Para Sara do Vale, “é urgente” o Estado tomar medidas, sublinhando que o número de profissionais de saúde nos serviços “é completamente desadequado”.

“Nenhum serviço público de obstetrícia no país actualmente sobrevive sem horas extraordinárias dos seus médicos e enfermeiros especialistas, essa é a verdade. É preciso conseguir fixar estes profissionais”, defendeu a presidente da Associação Portuguesa pelos Direitos da Mulher na Gravidez e no Parto.

A profissional defende “descongelar as carreiras” como uma possível solução. “Não só em termos de continuidade de cuidados que todas as mulheres têm direito, e que a evidência já veio demonstrar ser o mais seguro para mães e bebés, como também para fidelizar os profissionais e acabar com um burnout que também se está a assistir muito do lado do pessoal de obstetrícia”.

Esta situação gera “muita ansiedade” relativamente ao futuro, frisou Sara do Vale. “Não nos podemos esquecer que a gravidez e o parto é um momento marcante na vida destas famílias e que pode influenciar negativamente a saúde mental, e não só, destas mães, destes bebés e nós temos mesmo que olhar para isso com sensibilidade”.
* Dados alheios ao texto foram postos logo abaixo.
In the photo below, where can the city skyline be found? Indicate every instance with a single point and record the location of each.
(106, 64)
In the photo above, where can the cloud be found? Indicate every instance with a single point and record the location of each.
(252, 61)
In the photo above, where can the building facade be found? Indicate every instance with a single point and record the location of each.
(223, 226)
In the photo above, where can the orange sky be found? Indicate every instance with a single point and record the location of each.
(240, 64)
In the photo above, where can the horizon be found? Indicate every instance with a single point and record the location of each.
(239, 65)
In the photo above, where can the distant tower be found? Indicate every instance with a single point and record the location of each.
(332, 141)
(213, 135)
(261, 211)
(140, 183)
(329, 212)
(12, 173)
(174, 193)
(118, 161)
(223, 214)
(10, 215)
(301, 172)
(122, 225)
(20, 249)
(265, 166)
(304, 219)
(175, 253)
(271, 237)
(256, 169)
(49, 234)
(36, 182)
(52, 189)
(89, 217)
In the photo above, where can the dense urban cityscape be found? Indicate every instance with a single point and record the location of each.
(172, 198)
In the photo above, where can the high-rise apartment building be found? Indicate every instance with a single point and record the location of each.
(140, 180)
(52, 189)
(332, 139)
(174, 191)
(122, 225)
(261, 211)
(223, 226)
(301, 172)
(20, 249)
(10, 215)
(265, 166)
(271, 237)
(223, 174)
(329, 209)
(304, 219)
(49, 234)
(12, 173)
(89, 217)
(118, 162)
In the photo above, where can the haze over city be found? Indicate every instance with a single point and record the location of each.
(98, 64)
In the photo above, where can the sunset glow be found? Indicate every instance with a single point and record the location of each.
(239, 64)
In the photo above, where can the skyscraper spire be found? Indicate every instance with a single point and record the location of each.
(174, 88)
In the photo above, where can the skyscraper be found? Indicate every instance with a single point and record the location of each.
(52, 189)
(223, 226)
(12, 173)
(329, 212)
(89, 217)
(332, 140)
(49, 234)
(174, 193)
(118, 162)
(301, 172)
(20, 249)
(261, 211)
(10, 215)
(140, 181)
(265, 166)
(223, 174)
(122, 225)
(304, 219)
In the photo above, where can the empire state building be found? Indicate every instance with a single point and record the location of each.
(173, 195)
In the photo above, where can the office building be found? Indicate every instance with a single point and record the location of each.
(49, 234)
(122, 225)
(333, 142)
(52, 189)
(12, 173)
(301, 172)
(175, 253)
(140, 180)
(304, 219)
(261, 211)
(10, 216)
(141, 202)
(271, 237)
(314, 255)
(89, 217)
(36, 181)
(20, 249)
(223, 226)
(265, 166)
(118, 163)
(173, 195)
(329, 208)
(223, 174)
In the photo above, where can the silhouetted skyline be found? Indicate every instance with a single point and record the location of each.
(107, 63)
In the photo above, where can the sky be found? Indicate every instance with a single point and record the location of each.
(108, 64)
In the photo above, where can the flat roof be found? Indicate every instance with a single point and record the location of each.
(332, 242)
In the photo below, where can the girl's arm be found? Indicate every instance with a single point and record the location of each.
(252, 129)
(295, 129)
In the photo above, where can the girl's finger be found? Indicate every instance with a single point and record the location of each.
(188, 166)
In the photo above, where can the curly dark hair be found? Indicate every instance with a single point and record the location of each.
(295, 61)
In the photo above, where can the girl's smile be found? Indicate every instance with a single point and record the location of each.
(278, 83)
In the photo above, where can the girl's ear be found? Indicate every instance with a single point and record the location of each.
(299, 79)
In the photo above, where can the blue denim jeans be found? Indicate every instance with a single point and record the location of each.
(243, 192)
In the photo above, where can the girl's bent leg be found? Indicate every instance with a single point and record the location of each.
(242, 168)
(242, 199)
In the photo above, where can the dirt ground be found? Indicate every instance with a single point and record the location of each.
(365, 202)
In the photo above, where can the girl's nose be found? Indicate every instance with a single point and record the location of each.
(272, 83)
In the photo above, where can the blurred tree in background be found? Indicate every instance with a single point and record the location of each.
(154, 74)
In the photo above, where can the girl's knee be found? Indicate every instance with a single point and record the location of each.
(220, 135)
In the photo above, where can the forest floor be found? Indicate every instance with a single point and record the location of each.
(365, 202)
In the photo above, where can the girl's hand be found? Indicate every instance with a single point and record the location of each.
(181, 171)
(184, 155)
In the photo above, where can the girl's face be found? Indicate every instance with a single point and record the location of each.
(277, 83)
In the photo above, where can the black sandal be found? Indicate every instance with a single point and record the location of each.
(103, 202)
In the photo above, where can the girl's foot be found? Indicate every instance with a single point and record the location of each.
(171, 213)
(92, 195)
A associação vai estar em Genebra, nas Nações Unidas, entre domingo e quarta-feira, para falar com a Comissão para a Eliminação de Todas as Formas de Discriminação Contra as Mulheres. “Já apresentamos o nosso relatório como ONG e já conseguimos em 2016 uma recomendação ao Governo da parte da ONU para partos menos medicalizados e vamos lá relatar todas estas situações que se estão a passar”, avançou Sara do Vale.